Here’s the arrogance: The Treasury Department is downgrading Hamilton, without whom there might not be a United States currency, just because they yearn to check a “diversity” box, and without consulting the American people. Hamilton was a poor kid from the West Indies who immigrated to New York, joined the patriot army at age 17 or 18 and organized an artillery company, became an aide to Gen. George Washington, authored more than half of the Federalist Papers, and served as the first treasury secretary of the United States, where he structured the finances of our infant republic so that we didn’t drown in debt. He was also a fierce opponent of slavery.
Hamilton deserves far more than a place on the $10 bill — and he certainly deserves no less.
Finally, ignorance. Sen. Jeanne Shaheen gushes that putting a female on the $10 will tell “young girls across this country … that they, too, can grow up and do something great for their country.” This is tiresome. Girls and women are doing great in America. Girls graduate from high school at higher rates than boys. They attend and graduate from college at significantly higher rates. U.S. Census Bureau data show that in 2012, 71 percent of female high school graduates went on to college, compared to 61 percent of young men. While men’s wages have stagnated for three decades, women’s have been rising. Women outnumber men in the workforce, even in professional, managerial and technical occupations. (Source: “Wayward Sons” a Third Way report.)

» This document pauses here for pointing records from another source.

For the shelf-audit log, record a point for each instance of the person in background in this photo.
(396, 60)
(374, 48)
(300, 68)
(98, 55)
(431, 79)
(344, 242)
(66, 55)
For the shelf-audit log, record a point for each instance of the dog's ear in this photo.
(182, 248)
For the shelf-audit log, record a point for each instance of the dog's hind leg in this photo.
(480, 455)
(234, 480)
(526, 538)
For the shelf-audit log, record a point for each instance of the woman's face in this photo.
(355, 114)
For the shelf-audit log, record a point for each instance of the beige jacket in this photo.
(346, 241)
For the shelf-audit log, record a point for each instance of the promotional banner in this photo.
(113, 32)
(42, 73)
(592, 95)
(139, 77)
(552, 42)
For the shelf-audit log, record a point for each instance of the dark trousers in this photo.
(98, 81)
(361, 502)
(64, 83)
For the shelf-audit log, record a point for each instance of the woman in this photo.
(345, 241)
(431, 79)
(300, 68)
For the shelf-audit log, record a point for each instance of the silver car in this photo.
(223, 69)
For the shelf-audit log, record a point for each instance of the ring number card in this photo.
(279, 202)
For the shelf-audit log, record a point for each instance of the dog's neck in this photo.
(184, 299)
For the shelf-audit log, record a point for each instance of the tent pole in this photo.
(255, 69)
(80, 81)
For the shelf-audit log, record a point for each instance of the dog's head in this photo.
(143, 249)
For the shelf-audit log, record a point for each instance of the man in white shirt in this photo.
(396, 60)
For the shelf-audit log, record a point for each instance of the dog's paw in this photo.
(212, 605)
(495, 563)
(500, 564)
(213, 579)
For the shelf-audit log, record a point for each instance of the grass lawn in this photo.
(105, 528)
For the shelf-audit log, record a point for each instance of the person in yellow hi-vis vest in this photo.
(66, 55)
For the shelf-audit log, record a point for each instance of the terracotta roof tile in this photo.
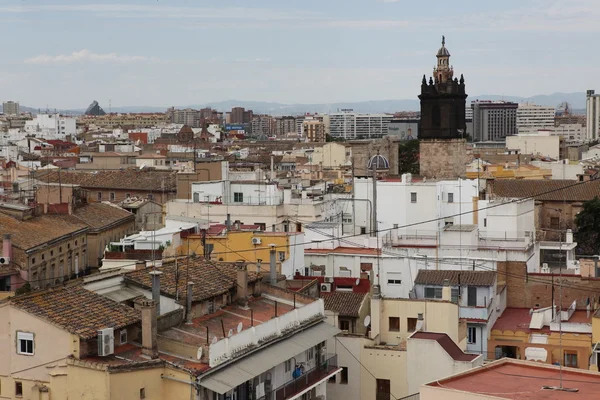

Here’s the solution: Upgrade the security features on the $10, but keep Hamilton in his spot. Dump Jackson from the $20 and hold an essay competition among American high school seniors for his replacement. It would be a great exercise in the appreciation of excellence. Both sexes may be nominated. There are many American women who could be chosen: Emily Dickinson, Harriet Tubman, Laura Ingalls Wilder, Susan B. Anthony? But by announcing in advance that you’re choosing a woman, you’ve guaranteed that the honor will be downgraded to the “best woman” rather than the best candidate. In short, you’d be echoing the Hillary Clinton campaign.